So I'm all in favor of writing about girlfriends and dinners. While I don't have a girlfriend at present (more's the pity; I need to get out more) and I haven't had dinner yet tonight (too busy writing this), here's a snippet about what my afternoon was like.
I went to one of Collegeville's approximately 7 billion coffee shops to grade. This particular coffee shop is relatively new, not part of a chain, decorated with photographs by some local photographer who seems to like cemetaries, and possessed of good coffee and sidewalk tables. Half the people I know seem to have discovered it within the last few months. Today was remarkably, unseasonably mild, nearly 70 degrees and sunny, and I knew that if I didn't get outside, I wouldn't get to see weather like this again until May. There was an empty outdoor table, where I sat with someone else's ashtray and my stack of papers and the background noise of the street. I had a view up the street and toward the Art Deco facade of a row of businesses (watchmaker, jeweler, movie theater); I had coffee and cigarettes and fragments of overheard conversation from the other tables, including a guy attempting to say something in Spanish about Shakespeare — not terribly coherently — and someone else telling a passing friend "You look beautiful!" I stayed there until 5:30, when my pen ran out of ink and the wind started to blow a little colder and swirl the ashes around the table.
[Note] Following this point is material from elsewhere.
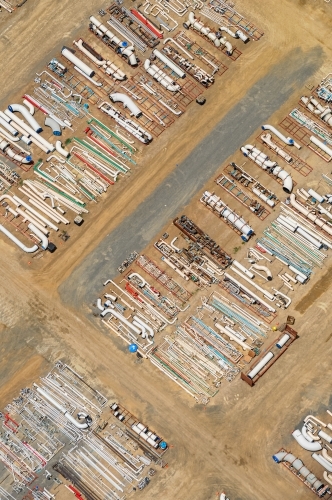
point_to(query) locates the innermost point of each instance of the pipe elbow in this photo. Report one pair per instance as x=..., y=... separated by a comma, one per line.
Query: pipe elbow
x=306, y=445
And as I walked home it was the blue hour,* post-sunset but pre-dark, with the moon backlighting a small spot in the clouds. It was one of those odd moments where you know that for once, you're entirely happy, even though there's no particular reason for it. Now I'm going to watch a bit of one of the DVDs I borrowed from the library last week and haven't had time to watch, and then grade the last five or six papers in today's quota. But first I'll make dinner: an omelet, some pasta with pesto, and some endive that's starting to wilt that I think I can doctor up by sautéing with garlic.
* See Edward Gorey's L'Heure Bleue, possibly his most beautiful book, which includes dialogue such as "I should like a parsley sandwich." "To the best of my knowledge they are no longer in season." and "More is happening out there than we are aware of." "It is possibly due to some unknown direful circumstance."